BRIEF DESCRIPTION OF FIGURES
[0026] FIG. 1 illustrates a typical die-cutting process.
[0027] FIG. 2 simulates die-cutting: 1 is the paper, 2 is the
release coating, 3 is the adhesive layer, 4 is the label stock, and
5 is the die-cutting blade that cuts in an anti-clockwise
direction. The simulation shows how, as the knife crushes and
breaks through the paper, the adhesive under the cut line is pushed
away but does not cut. Accordingly, the more readily the adhesive
flows and the less elastic it is the easier and cleaner the cut
will be.
[0028] FIGS. 3, 4, 5, 6, 7, and 8 provide various plots of
frequency vs. G', G", and Tan.delta. for the examples or
comparative examples in this document.
SUMMARY
[0029] The present invention provides an elastomer-or rubber-based,
pressure-sensitive adhesive composition, that exhibits excellent
convertibility. The adhesive achieves clean adhesive layer rupture
when the face stock is cut through. At the same time, the adhesive
provides excellent adhesive properties at ambient and reduced
temperatures. It is particularly suitable for use in labels and may
be applied as a hot melt.
[0030] If particular styrenic block copolymer rubbers are used in
the label adhesive production, improved die-cutting performance may
be accomplished.
[0031] The present invention therefore provides an adhesive, with a
single glass transition temperature, comprising a tackified
styrenic block copolymer in which the styrenic block copolymer is
diblock, triblock-copolymer mixture containing from 11-23 wt %
styrene, preferably 12-20 wt % styrene, and when the diblock
material is a styrene/isoprene diblock copolymer, it contains
between 58-77 wt % of diblock that has a molecular weight greater
than 60,000, alternatively greater than 70,000. And when the
diblock material is a styrene/butadiene diblock copolymer, it
contains from 40-80% wt of diblock material that has a molecular
weight greater than 50,000, alternatively greater than 65,000.
DETAILED DESCRIPTION
[0032] The block copolymers are of styrene (S) and butadiene (B)

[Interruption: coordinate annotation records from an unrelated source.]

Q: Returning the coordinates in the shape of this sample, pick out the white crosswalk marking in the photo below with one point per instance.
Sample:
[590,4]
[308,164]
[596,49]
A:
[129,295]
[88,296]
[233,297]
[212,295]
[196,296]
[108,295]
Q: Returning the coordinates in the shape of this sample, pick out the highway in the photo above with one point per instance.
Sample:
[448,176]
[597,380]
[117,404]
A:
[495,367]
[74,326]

and/or isoprene (I). The triblock copolymers have the formula SIS
and SBS, and the diblock copolymers have the formula SI and SB. We
have found that to get good die-cutting performance, the polymer's
vinyl aromatic hydrocarbon, generally styrene, content should range
from 11-23 wt %, alternatively 12-20 wt %, or 16-18 wt %. These
parameters provide a good die cutting and adhesive performance
combination.
[0033] Molecular weights are number average molecular weights and
are measured in g/mole by Gel Permeation Chromatography (GPC),
where the GPC system has been appropriately calibrated by using
standards of similar polymers with known molecular weight.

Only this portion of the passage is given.